Fine-tuning model's classifier layer with new label

Question

I would like to fine-tune already fine-tuned BertForSequenceClassification model with new dataset containing just 1 additional label which hasn't been seen by model before.

By that, I would like to add 1 new label to the set of labels that model is currently able of classifying properly.

Moreover, I don't want classifier weights to be randomly initialized, I'd like to keep them intact and just update them accordingly to the dataset examples while increasing the size of classifier layer by 1.

The dataset used for further fine-tuning could look like this:

sentece,label
intent example 1,new_label
intent example 2,new_label
...
intent example 10,new_label

My model's current classifier layer looks like this:

Linear(in_features=768, out_features=135, bias=True)

How could I achieve it?
Is it even a good approach?

Answer 1

I worked through cronoik's answer and found a few changes that may be deberta specific. In my case:

• The classifier label is accessed directly (e.g: model.classifier.weight and model.classifier.weight.size())
• You need to update the underlying model to expect additional classes otherwise it raises an error at training time.

The resulting code to update deberta to add as many additional classification labels as exist in the id2label function was:

  model = AutoModelForSequenceClassification.from_pretrained(
      trained_model_path)
  std = torch.std(model.classifier.weight)

  #scale to current stds, 
  new_tensor = torch.randn(len(id2label) - model.classifier.weight.size(dim=0),
                           model.classifier.weight.size(dim=1)
                           ) * std
  weight_with_new_output = nn.Parameter(torch.cat((model.classifier.weight,new_tensor),0))
  
  #now reload model but with new id2label args.
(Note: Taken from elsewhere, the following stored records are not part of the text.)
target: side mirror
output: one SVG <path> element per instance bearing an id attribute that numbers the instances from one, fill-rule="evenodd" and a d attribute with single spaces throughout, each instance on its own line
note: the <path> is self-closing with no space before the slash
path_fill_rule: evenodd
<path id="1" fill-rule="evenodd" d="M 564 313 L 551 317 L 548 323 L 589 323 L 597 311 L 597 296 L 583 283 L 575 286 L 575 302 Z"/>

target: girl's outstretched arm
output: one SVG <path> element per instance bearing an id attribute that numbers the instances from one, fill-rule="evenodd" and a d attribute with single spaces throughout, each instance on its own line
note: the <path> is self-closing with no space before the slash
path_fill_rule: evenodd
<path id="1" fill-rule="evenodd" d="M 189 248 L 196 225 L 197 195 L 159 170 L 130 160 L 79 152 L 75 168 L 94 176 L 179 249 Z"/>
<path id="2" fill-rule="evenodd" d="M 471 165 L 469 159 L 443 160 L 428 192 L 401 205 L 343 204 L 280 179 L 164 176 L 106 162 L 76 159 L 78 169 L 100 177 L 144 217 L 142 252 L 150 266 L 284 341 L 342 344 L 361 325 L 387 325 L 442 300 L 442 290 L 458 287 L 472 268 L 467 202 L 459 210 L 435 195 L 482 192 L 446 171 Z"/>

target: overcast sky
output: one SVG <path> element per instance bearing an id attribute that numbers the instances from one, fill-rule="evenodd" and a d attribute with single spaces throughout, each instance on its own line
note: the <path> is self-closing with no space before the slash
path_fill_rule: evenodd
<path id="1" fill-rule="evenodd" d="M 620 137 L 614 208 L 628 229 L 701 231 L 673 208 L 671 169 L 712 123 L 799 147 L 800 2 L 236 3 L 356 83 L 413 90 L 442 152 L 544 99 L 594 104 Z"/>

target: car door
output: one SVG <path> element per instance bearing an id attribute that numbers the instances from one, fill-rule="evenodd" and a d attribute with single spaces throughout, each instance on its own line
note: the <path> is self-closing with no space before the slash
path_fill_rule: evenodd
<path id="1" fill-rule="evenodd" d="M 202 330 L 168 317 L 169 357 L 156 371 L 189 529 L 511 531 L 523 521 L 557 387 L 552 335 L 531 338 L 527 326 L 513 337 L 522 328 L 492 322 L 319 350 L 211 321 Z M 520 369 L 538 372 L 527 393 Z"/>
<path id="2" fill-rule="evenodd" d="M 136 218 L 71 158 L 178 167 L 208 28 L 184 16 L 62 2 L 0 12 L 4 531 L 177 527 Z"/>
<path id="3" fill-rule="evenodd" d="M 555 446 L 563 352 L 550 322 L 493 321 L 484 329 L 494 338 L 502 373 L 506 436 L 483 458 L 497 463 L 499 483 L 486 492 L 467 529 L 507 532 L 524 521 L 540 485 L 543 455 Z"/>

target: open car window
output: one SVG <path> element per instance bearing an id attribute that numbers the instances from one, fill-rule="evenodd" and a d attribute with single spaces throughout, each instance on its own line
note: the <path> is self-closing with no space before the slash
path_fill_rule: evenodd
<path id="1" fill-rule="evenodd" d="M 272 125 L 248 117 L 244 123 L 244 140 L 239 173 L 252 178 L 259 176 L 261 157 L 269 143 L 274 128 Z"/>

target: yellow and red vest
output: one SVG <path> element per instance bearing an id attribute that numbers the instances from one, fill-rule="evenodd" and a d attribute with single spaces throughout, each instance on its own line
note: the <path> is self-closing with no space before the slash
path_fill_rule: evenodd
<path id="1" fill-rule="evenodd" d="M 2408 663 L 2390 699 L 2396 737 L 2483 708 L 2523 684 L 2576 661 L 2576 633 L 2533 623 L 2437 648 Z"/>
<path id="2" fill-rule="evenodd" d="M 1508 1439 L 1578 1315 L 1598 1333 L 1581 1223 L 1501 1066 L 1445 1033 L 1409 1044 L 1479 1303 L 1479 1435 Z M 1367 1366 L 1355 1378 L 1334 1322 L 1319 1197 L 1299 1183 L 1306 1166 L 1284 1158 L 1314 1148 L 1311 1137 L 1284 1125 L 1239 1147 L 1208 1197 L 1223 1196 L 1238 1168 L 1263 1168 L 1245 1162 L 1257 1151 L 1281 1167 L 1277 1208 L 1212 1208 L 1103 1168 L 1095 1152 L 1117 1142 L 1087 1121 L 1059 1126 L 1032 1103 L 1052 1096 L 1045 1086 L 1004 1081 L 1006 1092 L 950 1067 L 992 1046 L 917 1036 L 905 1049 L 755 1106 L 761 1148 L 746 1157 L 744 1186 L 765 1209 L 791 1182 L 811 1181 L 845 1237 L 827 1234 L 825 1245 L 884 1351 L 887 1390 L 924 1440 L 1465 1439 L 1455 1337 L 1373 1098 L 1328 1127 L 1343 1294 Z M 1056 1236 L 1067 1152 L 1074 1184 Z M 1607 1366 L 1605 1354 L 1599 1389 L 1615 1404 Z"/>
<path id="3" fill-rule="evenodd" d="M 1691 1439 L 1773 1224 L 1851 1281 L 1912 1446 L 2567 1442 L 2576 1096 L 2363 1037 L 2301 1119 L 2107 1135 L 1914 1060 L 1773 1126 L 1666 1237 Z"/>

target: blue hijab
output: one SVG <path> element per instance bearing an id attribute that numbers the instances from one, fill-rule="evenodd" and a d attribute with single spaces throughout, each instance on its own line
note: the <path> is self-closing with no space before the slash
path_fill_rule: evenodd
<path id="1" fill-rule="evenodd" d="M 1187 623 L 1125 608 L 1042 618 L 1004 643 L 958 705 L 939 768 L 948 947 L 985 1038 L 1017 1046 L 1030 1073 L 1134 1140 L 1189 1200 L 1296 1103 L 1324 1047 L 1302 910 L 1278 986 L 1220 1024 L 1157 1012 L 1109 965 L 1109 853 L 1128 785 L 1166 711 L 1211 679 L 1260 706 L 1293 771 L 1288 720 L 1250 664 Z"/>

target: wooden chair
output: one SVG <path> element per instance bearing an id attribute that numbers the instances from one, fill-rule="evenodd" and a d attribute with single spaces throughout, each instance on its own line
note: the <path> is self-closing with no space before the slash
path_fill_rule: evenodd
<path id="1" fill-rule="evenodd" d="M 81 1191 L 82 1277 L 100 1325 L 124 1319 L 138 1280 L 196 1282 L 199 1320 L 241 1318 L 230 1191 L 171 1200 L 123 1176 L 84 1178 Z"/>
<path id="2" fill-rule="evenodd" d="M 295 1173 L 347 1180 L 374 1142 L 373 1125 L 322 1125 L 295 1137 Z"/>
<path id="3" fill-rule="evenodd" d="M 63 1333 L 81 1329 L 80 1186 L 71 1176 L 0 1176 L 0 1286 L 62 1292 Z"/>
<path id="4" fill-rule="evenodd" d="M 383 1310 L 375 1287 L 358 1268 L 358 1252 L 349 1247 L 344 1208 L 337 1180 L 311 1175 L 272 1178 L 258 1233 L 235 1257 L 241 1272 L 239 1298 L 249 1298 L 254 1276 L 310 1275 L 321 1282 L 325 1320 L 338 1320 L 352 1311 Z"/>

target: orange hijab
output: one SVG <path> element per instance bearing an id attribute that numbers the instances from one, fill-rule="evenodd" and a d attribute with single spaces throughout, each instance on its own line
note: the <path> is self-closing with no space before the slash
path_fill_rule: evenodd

This sets up the rest of the model
  # (loss, etc) to expect more outputs
  # replace randomized weights in model.classifier.weight with previous weights and the new random weights for new classes
  model = AutoModelForSequenceClassification.from_pretrained(
      trained_model_path,
      num_labels=len(global_var_for_categories), 
      id2label=id2label, 
      label2id=label2id,
      problem_type="multi_label_classification",
      ignore_mismatched_sizes=True
  )
  model.classifier.weight = weight_with_new_output

Answer 2

You can just extend the weights and bias of your model with new values. Please have a look at the commented example below:

#This is the section that loads your model
#I will just use an pretrained model for this example
import torch
from torch import nn
from transformers import AutoModelForSequenceClassification, AutoTokenizer
tokenizer = AutoTokenizer.from_pretrained("jpcorb20/toxic-detector-distilroberta")
model = AutoModelForSequenceClassification.from_pretrained("jpcorb20/toxic-detector-distilroberta")
#we check the output of one sample to compare it later with the extended layer
#to verify that we kept the previous learnt "knowledge"
f = tokenizer.encode_plus("This is an example", return_tensors='pt')
print(model(**f).logits)

#Now we need to find out the name of the linear layer you want to extend
#The layers on top of distilroberta are wrapped inside a classifier section
#This name can differ for you because it can be chosen randomly
#use model.parameters instead find the classification layer
print(model.classifier)

#The output shows us that the classification layer is called `out_proj`
#We can now extend the weights by creating a new tensor that consists of the
#old weights and a randomly initialized tensor for the new label 
model.classifier.out_proj.weight = nn.Parameter(torch.cat((model.classifier.out_proj.weight, torch.randn(1,768)),0))

#We do the same for the bias:
model.classifier.out_proj.bias = nn.Parameter(torch.cat((model.classifier.out_proj.bias, torch.randn(1)),0))

#and be happy when we compare the output with our expectation 
print(model(**f).logits)

Output:

tensor([[-7.3604, -9.4899, -8.4170, -9.7688, -8.4067, -9.3895]],
       grad_fn=<AddmmBackward>)
RobertaClassificationHead(
  (dense): Linear(in_features=768, out_features=768, bias=True)
  (dropout): Dropout(p=0.1, inplace=False)
  (out_proj): Linear(in_features=768, out_features=6, bias=True)
)
tensor([[-7.3604, -9.4899, -8.4170, -9.7688, -8.4067, -9.3895,  2.2124]],
       grad_fn=<AddmmBackward>)

Please note, that you should fine-tune your model. The new weights are randomly initialized and will therefore negatively impact the performance.